Los relatos giran en torno a reyes rivales y héroes-defensores, los cuales siempre son moralmente superiores a los reyes a quienes sirven y encaran los dilemas de cualquier hombre de bien que vive bajo un gobierno perverso o incompetente. La obra se basa en la premisa de que quienes tienen las mejores condiciones éticas para gobernar son, precisamente, los más reacios a tomar el mando y prefieren dedicarse a los quehaceres más fundamentales de la condición humana: la naturaleza de la sabiduría, el destino del alma y el misterio de los designios divinos.

El original de Shahnameh se perdió hace mucho y sólo quedan copias, como la del museo del Palacio Golestan, de Teherán, cuya encargada, una encantadora joven de nombre Behnaz Tabrizi, despejó una amplia mesa que cubrió con un lienzo de fieltro verde. A continuación, sacó una caja negra de la caja de seguridad de una habitación blindada, equipada con controlador de clima y alarmas contra incendio y terremotos. Como suelen hacer los iraníes (cuando tienen oportunidad), realizó una pequeña ceremonia extendiendo un segundo lienzo de terciopelo rojo sobre el mantel verde. Tuve que ponerme cubrebocas para evitar que la saliva y la condensación del aliento contaminaran el manuscrito, y Behnaz se colocó un par de guantes blancos de algodón. Abrió la caja con cuidado y extrajo el libro, que data aproximadamente de 1430, y con extrema delicadeza volvió las páginas con las puntas de los dedos mientras yo estudiaba con lupa las 22 ilustraciones que componen la obra.

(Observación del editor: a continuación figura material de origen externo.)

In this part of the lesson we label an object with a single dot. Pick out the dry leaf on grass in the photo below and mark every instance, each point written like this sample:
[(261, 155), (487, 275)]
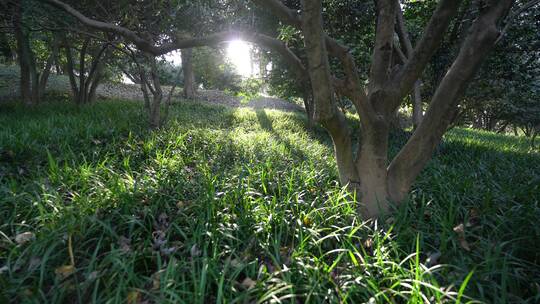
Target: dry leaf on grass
[(24, 237), (65, 271), (248, 283), (460, 231), (134, 297)]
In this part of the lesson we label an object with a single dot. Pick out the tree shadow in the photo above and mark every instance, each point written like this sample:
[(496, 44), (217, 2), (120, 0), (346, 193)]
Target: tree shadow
[(266, 124)]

Los dibujos representaban escenas arraigadas profundamente en la memoria cultural colectiva: un personaje amarrado a un árbol y aguardando su destino; Rostam matando, sin saber, a su hijo Sohrab durante una batalla; jinetes con lanzas combatiendo contra los invasores a lomo de elefante; todo ello ejecutado con enorme precisión e intenso colorido, utilizando tintas fabricadas con polvos de piedra mezclados con el líquido extraído de pétalos machacados.

Afirman que casi cualquiera, sin importar su nivel educativo, puede recitar poemas de Ferdousí, y a menudo organizan lecturas en universidades, viviendas o en las tradicionales casas de té.